Looks like that period of investment into immigration and refugee programs was concentrated in a large number of grants valued between one and ten million dollars.
As we mentioned earlier, Powered By Data worked with MakeWay to create a portal that provides data on the grants MakeWay issues. It’s got a nice user interface that you can use to sort, group and summarize their grants interactively, or you can download the information in CSV format for manipulation. We used the CSV to take a closer look and generate a few graphs based on 2020 grant data.
This chart shows the distribution of all grants in Canadian provinces and territories. MakeWay distributed over $4 million in 2020, mostly to charities BC and Ontario. This data was a little bit of extra effort to generate as the charity’s location is not provided in the CSV. We used Google’s geolocation tool to identify the location of the organizations by name, which covered about 95% of the entities identified and manually looked up the rest on the CanadaHelps index of charities.
That’s the raw distribution of money and here is the average size of a grant broken down by province and territory. Larger average grants in Ontario and Newfoundland.
Ontario Trillium Fund Grants
The Ontario Trillium Foundation also has an open data portal, providing information about the grants that they distribute in Ontario. They publish CSV files of their grants since 1999, and a geographic concordance file that maps Trillium catchment areas to Census Districts, which gave us a chance to build a nice digital map showing the per-capita investment in different regions in Ontario. We looked at the distribution of money in 2019, since we felt the oversized allocation of money through Trillium in 2020 might be a bit skewed compared to a more “typical” year.
How Can We Rank Charities?
Every year, Maclean’s publishes a top 100 list of Canada’s “best” charities. Charities included in Maclean’s Top 100 list must:
- Have a Charity Intelligence report updated for the 2016 tax year or more recent
- Have $2 million or more in annual revenue
- Be thought of as charities by most Canadians. For example, universities are registered charities that accept donations, but we exclude them from the ranking.

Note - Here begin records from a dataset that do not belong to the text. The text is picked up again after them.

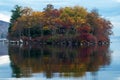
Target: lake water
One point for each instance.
(35, 62)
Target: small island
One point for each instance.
(63, 26)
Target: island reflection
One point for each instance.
(50, 60)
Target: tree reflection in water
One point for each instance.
(66, 61)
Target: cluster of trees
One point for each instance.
(67, 61)
(57, 25)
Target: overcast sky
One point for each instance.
(109, 9)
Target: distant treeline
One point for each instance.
(68, 24)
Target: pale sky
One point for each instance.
(109, 9)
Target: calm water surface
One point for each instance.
(36, 62)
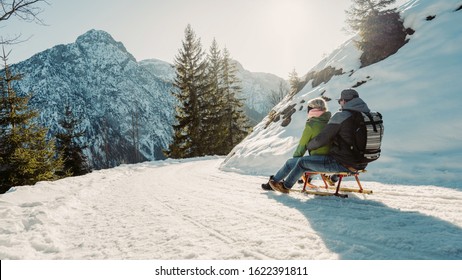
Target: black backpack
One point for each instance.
(368, 136)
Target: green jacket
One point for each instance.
(313, 127)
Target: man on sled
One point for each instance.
(341, 133)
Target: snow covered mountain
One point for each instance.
(126, 111)
(417, 90)
(257, 87)
(125, 106)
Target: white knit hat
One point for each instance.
(317, 103)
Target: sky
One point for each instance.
(272, 36)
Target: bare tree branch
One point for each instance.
(26, 10)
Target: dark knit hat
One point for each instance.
(348, 94)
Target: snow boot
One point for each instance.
(266, 186)
(278, 186)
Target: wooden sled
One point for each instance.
(330, 185)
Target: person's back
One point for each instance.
(318, 117)
(340, 132)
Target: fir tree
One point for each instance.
(213, 131)
(235, 122)
(75, 161)
(294, 82)
(26, 157)
(190, 84)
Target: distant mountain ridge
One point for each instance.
(126, 107)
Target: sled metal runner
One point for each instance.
(327, 186)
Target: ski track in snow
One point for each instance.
(192, 210)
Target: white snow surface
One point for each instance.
(190, 209)
(417, 90)
(214, 208)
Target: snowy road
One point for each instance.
(192, 210)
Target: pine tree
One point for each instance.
(189, 84)
(381, 30)
(26, 157)
(75, 161)
(213, 131)
(235, 122)
(294, 82)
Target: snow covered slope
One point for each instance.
(417, 90)
(105, 86)
(144, 211)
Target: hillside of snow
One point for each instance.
(189, 209)
(417, 90)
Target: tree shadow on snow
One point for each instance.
(360, 229)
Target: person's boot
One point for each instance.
(278, 186)
(266, 186)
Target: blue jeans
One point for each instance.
(294, 168)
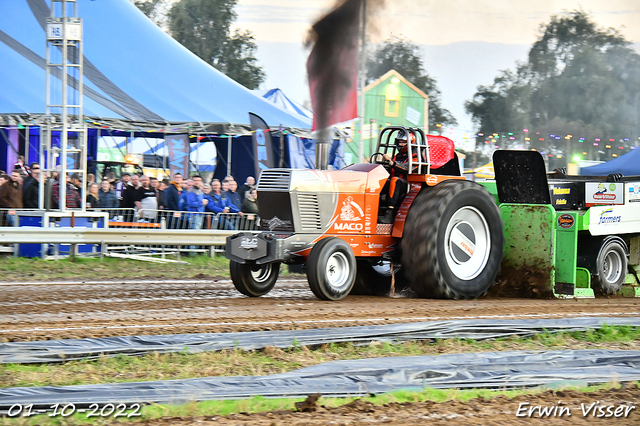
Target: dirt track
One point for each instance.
(477, 412)
(92, 309)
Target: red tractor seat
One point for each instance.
(441, 150)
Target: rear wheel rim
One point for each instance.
(261, 273)
(337, 270)
(612, 266)
(468, 243)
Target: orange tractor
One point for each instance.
(408, 215)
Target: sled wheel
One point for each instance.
(375, 280)
(452, 241)
(611, 266)
(331, 269)
(254, 280)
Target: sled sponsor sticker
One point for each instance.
(608, 220)
(633, 192)
(566, 221)
(604, 193)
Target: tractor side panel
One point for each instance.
(529, 245)
(401, 217)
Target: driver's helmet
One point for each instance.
(401, 137)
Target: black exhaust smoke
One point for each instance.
(332, 68)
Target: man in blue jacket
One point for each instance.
(172, 200)
(196, 202)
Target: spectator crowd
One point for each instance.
(141, 198)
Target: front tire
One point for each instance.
(331, 269)
(611, 266)
(254, 280)
(452, 241)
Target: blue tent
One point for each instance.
(628, 165)
(287, 104)
(133, 70)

In 2020, the top charity on the list was the Calgary Food Bank. Maclean’s assesses charities based on the following criteria:
Financial metrics (60 percent)
- Overhead ratio: 15 percent. The proportion of a charity’s annual revenue that goes to administrative costs, awarding more points to leaner charities. The exception is when a charity reports spending less than 2 percent of its revenue on overhead, less than what is considered enough to operate productively.

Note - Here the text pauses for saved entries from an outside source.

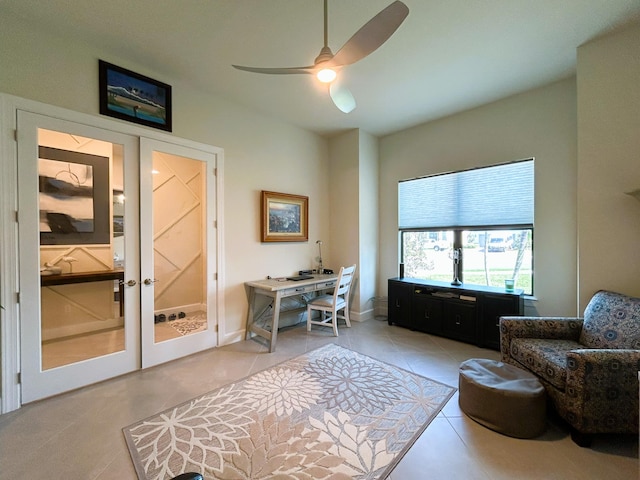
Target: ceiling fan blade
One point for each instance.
(372, 35)
(342, 97)
(277, 71)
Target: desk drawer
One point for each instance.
(298, 290)
(308, 288)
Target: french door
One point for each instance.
(178, 245)
(115, 273)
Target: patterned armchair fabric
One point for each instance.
(589, 366)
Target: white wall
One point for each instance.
(368, 224)
(541, 124)
(609, 164)
(260, 153)
(344, 237)
(354, 216)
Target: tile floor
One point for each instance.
(78, 435)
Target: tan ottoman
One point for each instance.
(502, 397)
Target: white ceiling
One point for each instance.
(448, 55)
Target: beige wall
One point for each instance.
(609, 164)
(354, 213)
(261, 153)
(541, 124)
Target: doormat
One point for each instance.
(190, 324)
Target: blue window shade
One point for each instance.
(500, 195)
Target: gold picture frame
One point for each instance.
(285, 217)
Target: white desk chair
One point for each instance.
(332, 304)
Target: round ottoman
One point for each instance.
(502, 397)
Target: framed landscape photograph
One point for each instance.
(285, 217)
(130, 96)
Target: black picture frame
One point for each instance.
(61, 222)
(133, 97)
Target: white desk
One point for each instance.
(279, 289)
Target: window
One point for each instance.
(484, 214)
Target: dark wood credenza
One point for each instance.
(468, 313)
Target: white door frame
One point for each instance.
(154, 353)
(36, 382)
(10, 398)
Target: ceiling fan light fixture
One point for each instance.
(326, 75)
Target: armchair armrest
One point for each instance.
(602, 389)
(555, 328)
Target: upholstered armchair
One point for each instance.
(589, 365)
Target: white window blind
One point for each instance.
(484, 197)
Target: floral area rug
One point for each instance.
(328, 414)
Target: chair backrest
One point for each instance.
(343, 284)
(611, 320)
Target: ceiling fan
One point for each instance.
(325, 67)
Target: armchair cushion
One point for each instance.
(546, 358)
(611, 320)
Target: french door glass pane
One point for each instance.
(80, 202)
(179, 246)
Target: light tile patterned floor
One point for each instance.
(78, 435)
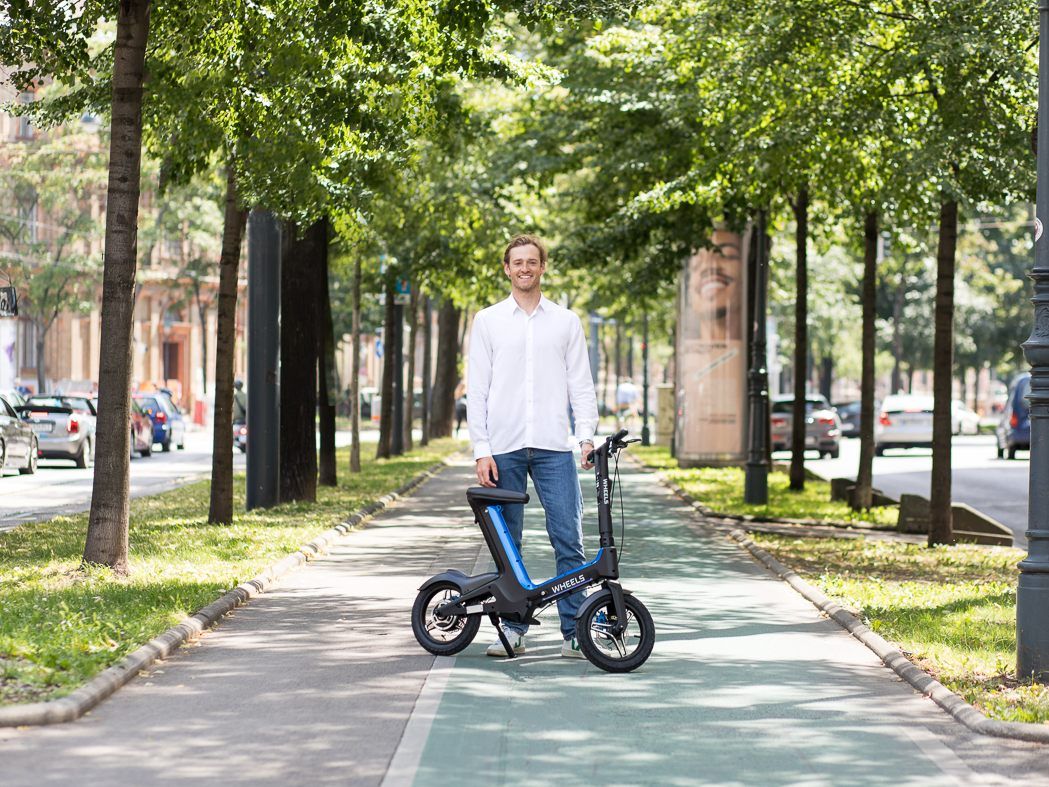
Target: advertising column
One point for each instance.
(711, 355)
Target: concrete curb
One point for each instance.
(97, 689)
(893, 658)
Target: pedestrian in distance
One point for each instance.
(528, 362)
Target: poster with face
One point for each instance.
(711, 354)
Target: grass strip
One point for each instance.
(951, 610)
(60, 624)
(721, 489)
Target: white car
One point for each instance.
(905, 421)
(963, 421)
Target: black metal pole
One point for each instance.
(1032, 591)
(395, 349)
(644, 384)
(263, 356)
(756, 482)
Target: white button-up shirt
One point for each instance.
(523, 371)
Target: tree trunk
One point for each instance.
(864, 474)
(298, 361)
(107, 530)
(41, 344)
(327, 383)
(355, 383)
(427, 367)
(443, 412)
(941, 526)
(220, 510)
(800, 208)
(897, 382)
(409, 387)
(389, 358)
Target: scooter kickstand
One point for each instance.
(502, 635)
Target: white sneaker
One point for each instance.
(570, 650)
(516, 642)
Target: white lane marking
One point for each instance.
(409, 751)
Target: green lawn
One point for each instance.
(953, 610)
(61, 625)
(721, 489)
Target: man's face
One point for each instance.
(525, 268)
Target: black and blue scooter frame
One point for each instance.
(508, 592)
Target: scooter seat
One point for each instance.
(496, 496)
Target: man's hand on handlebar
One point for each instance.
(586, 449)
(488, 472)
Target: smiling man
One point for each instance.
(528, 363)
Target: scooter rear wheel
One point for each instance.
(617, 654)
(442, 636)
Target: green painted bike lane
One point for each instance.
(747, 683)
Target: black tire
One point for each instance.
(86, 456)
(30, 466)
(601, 650)
(455, 633)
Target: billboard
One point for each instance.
(711, 354)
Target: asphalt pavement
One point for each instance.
(999, 487)
(321, 681)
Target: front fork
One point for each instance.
(619, 605)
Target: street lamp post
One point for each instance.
(1032, 591)
(644, 383)
(755, 490)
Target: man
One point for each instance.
(528, 362)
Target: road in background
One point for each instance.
(60, 488)
(996, 487)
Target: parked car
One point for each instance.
(963, 420)
(64, 426)
(1013, 430)
(822, 427)
(169, 427)
(142, 431)
(18, 443)
(905, 421)
(849, 412)
(141, 427)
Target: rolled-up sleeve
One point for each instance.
(477, 386)
(581, 394)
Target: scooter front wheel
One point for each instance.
(442, 636)
(617, 653)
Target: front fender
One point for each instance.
(596, 598)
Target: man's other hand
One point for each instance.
(586, 449)
(488, 473)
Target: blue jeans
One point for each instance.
(556, 483)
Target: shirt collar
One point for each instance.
(512, 304)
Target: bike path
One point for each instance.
(747, 685)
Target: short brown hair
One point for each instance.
(526, 240)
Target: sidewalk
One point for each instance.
(321, 681)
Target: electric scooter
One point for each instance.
(614, 630)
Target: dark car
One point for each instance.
(849, 412)
(18, 442)
(1013, 430)
(64, 426)
(169, 428)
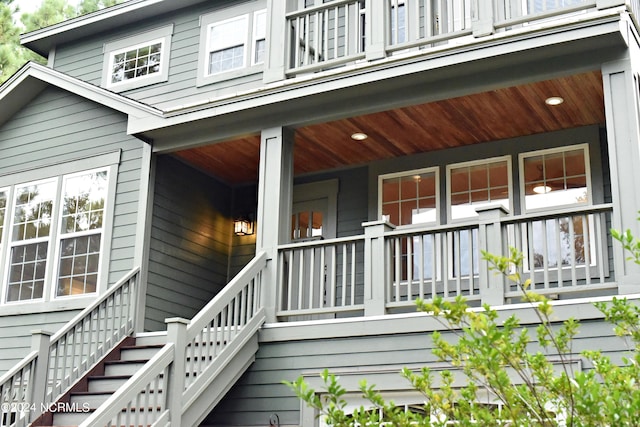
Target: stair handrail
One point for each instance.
(57, 361)
(244, 291)
(228, 321)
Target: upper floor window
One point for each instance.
(54, 235)
(475, 184)
(231, 44)
(409, 197)
(137, 61)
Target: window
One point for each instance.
(231, 47)
(137, 61)
(409, 197)
(477, 184)
(58, 218)
(551, 179)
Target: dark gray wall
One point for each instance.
(190, 242)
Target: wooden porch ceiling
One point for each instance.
(487, 116)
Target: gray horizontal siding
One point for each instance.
(57, 127)
(190, 242)
(260, 392)
(83, 59)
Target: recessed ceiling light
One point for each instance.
(542, 189)
(554, 100)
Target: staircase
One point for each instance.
(103, 381)
(97, 375)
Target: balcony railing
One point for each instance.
(339, 32)
(387, 270)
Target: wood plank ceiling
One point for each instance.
(483, 117)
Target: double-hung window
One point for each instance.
(411, 198)
(474, 185)
(138, 60)
(231, 46)
(550, 180)
(52, 236)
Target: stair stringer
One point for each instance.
(228, 375)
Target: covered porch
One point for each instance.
(361, 227)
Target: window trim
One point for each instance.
(57, 172)
(433, 169)
(564, 148)
(111, 48)
(212, 19)
(450, 167)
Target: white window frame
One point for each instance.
(159, 35)
(522, 156)
(435, 170)
(452, 166)
(591, 228)
(57, 172)
(250, 13)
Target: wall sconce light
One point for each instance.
(243, 227)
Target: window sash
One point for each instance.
(130, 62)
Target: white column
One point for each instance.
(375, 29)
(490, 239)
(275, 188)
(277, 49)
(621, 110)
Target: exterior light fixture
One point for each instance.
(554, 100)
(243, 227)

- Fundraising ratio: 15 percent. Full points go to charities that keep the amount of every donated dollar spent on fundraising under 15 cents, with partial points awarded up to a maximum of 35 cents. Note: Not all charities separate administrative and fundraising spending in their financial statements – in these cases, the percentage of total revenue going to those two types of costs combined is used.
- Charity reserves: 15 percent. More points to charities that keep donor money circulating, with full marks going to those that keep savings accounts under the amount that would be required to fund program expenses for three years.
- Compensation of highest-paid employee: 15 percent. Points are taken from charities that pay their executive directors less than $80,000 a year, regardless of size, or overpay them by more than $100,000 compared to other charities with similar operating costs
Transparency (40 percent)
- Ease of access to financial statements: 10 points. Full points go to charities that publish audited financial statements on their websites covering at least two of the most recent fiscal years.
- Results transparency: 30 points. Points for charities that clearly demonstrate what they are doing with donors’ money.